Per il resto, la seduta di oggi, dopo quasi un mese di sospensione delle udienze, è stata caraterizzata da un pacato, ma non meno profondo battibecco tra l’imputato e il presidente della Corte, Michele Leoni, circa l’insistenza del primo a non voler rivelare il nome della persona che si sarebbe incontrata a Padova con lui, la fatidica mattina del 2 agosto 1980. Leoni è tornato più volte sul punto, ribadendo come oggi questa persona, quale che fosse la ragione dell’appuntamento, non avrebbe nulla da temere nel presentarsi davanti ai giudici e come lo stesso Cavallini perda di <credibilità> se, da una parte, dice di essersi sottoposto all’interrogatorio per contribuire alla ricerca della verità; mentre, dall’altra, insiste nel tacere sull’identità del suo contatto padovano di quella tragica mattina. Cavallini, ribadendo quanto già detto nelle due sedute precedenti, ha risposto al presidente della Corte, facendo notare che il misterioso “sub” di cui tanto si parla, ammesso che sia ancora vivo, se si presentasse a Bologna perché chiamato in causa da lui stesso, imputato, per scagionarsi, potrebbe benissimo smentirlo, anche solo per non entrare in questo “tritacarne” giudiziario; oppure semplicemente non essere creduto. Per altro, la sua testimonianza non avvalorerebbe, a 38 anni di distanza, né una tesi né quella opposta, sarebbe solo un’inutile esposizione di un soggetto che, all’epoca, gli fece un favore e che oggi certo non vuole, Cavallini, ripagare con una penosa sosta alla stazione della “via crucis” processuale.

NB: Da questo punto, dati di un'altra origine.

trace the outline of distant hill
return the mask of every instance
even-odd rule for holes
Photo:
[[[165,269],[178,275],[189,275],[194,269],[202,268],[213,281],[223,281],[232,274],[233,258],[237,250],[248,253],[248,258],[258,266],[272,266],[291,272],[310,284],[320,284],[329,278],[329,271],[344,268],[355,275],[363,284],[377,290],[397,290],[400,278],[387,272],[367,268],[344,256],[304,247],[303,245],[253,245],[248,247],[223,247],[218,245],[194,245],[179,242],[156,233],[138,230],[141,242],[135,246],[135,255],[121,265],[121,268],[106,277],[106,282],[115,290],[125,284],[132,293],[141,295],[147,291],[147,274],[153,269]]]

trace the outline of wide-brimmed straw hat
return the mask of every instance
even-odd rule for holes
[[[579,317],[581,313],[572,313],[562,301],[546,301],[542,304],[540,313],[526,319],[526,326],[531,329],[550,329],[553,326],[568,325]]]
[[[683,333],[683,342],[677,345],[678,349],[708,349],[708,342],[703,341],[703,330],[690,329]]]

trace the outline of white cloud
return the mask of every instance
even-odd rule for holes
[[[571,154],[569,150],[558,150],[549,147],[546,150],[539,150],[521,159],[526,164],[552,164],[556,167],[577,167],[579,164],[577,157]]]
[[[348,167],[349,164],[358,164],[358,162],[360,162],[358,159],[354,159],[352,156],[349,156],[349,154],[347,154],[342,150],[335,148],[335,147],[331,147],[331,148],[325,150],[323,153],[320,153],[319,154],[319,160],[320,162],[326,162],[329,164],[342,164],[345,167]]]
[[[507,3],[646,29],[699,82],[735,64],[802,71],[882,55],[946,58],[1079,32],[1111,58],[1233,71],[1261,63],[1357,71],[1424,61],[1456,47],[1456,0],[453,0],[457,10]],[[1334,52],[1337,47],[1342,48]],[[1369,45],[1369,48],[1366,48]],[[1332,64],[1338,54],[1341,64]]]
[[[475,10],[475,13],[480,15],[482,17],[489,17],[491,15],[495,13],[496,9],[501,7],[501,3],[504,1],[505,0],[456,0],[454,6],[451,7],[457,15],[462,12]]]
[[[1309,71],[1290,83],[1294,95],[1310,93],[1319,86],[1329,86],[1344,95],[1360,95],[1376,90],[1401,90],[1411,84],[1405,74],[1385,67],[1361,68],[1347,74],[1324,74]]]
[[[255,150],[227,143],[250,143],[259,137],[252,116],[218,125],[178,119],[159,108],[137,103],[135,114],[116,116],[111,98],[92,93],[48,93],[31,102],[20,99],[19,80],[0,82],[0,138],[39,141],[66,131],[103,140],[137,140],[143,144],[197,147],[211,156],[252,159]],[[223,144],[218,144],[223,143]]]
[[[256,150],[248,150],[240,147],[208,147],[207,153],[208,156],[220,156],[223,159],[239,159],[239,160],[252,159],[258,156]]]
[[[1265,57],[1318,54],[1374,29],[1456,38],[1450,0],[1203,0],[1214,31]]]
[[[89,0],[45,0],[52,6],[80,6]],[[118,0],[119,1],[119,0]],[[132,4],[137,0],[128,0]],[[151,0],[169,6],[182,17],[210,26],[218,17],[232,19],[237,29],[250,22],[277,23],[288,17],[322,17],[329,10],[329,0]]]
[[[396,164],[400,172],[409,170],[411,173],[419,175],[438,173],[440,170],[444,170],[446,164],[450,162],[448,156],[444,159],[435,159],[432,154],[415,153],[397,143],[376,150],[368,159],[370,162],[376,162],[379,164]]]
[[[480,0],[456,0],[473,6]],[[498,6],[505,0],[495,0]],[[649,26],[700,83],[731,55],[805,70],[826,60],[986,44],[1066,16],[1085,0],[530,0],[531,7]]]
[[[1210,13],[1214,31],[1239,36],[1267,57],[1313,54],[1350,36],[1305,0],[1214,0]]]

Per altro, Leoni tradisce un atteggiamento che sconfina nel malizioso, quando insiste a sottolineare che il “sub”, a svelare la sua identità, non rischierebbe nulla. Certo, i reati eventualmente commessi nel 1980 sarebbero certo prescritti – anche se potrebbero essere oggetto comunque di “approfondimento”, cioè di indagini e, di conseguenza, di “grane”, come si dice in gergo -, ma ci si potrebbe pure scommettere, circa il fatto che l’uomo, sedendo davanti ai giudici, si sentirebbe in primo luogo rimproverare sul fatto di non essersi mai appalesato prima; di risultare di conseguenza poco credibile qualsiasi cosa dica; di essere passibile, soprattutto se il suo ricordo non fosse nitidissimo e in particolare, nell’imprecisione, favorevole all’imputato, di una denuncia per falsa testimonianza. Leoni, infatti, sembra scordare i suoi stessi ammonimenti e le sue stesse annunciate intenzioni a procedere contro Stefano Sparti, figlio di Massimo, colpevole ai suoi occhi di aver scambiato il 3 col 2 agosto nei suoi ricordi di undicenne. Svelare l’identità di “sub”, insomma, sarebbe inutile ai fini difensivi e pericoloso per l’interessato e questo chiarisce ampiamente l’ostinazione di Cavallini, mentre getta un’ombra sull’atteggiamento di chi vorrebbe per forza vederlo fare una scelta differente, dando la sensazione di un pregiudizio di colpevolezza che non sarebbe consono al rito che si sta celebrando.